Solar corona during eclipse
The solar atmosphere is only visible when the Moon blocks the Sun from our perspective

The Mission's Unique Advantage

While other solar missions watching our star, Aditya-L1 holds an edge compared to rivals when it comes to watching the corona.

"The instrument has perfect dimensions that lets it nearly mimic lunar coverage, completely blocking the solar disk permitting continuous observation of almost all solar atmosphere around the clock, 365 days a year, including during eclipses and occultations," says the expert.

Essentially, this instrument functions as an artificial Moon, obscuring the Sun's bright surface to let scientists constantly study the dim solar atmosphere – a feat the real Moon provide only during specific moments.
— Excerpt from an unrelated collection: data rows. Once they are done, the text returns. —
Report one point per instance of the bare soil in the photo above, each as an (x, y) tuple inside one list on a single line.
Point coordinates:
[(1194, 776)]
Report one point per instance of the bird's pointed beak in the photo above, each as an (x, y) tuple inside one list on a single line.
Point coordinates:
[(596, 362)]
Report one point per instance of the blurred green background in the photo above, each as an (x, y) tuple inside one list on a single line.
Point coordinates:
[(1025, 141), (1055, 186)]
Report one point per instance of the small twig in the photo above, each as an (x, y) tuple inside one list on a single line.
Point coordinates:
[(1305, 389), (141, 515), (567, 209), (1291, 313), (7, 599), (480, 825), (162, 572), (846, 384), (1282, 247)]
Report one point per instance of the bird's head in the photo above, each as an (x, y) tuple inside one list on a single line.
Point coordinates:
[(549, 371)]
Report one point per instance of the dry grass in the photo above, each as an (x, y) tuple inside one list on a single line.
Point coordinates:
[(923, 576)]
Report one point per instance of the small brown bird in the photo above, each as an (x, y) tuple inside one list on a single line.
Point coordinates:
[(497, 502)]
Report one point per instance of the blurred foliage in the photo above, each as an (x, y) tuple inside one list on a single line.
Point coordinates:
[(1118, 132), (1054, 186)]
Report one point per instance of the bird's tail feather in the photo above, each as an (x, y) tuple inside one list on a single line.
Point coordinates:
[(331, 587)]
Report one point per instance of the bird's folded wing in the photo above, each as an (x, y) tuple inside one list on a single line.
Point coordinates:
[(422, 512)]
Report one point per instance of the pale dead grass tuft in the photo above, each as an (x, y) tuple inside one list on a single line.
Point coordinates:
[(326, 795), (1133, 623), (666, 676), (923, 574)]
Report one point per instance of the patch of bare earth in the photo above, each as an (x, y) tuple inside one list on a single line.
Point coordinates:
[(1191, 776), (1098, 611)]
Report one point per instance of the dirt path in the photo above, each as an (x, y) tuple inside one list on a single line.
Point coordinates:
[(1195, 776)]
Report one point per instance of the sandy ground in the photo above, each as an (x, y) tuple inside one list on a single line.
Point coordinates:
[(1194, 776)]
Additionally, this is the only mission that can study eruptions in visible light, enabling it to determine a CME's temperature and heat energy – key clues that show how strong of an eruption when traveling toward Earth.

Readiness for Maximum Activity

In preparation for the upcoming peak solar activity period, scientists worked together analyzing information obtained from one of the largest CMEs recorded by the mission has recorded until now.

This event began in September 2024 during early hours. The eruption's weight was 270 million tonnes – the iceberg that struck the ship weighed much less.

Initially, the heat reached extreme levels with energy equivalent comparable to 2.2 million megatons of explosives – in comparison nuclear weapons on Hiroshima and Nagasaki were 15 kilotons in scale respectively.

Although these figures seem massive, the expert classifies it as a "medium-sized" one.

The space rock that eliminated the dinosaurs on our planet was 100 million megatons and when solar peak occurs, there may be eruptions carrying power matching even more than that.

"In my view the CME we evaluated happened when the Sun was in the normal activity phase. Now this sets the standard that we'll be using assessing what is in store during solar maximum arrives," he states.

"The learnings from this will help us developing protective measures to be adopted safeguarding spacecraft in near space. Additionally, they'll aid achieving a better understanding of near-Earth space," he concludes.

Lisa Cook
Lisa Cook

A seasoned gaming analyst with over a decade of experience in casino entertainment and slot machine mechanics.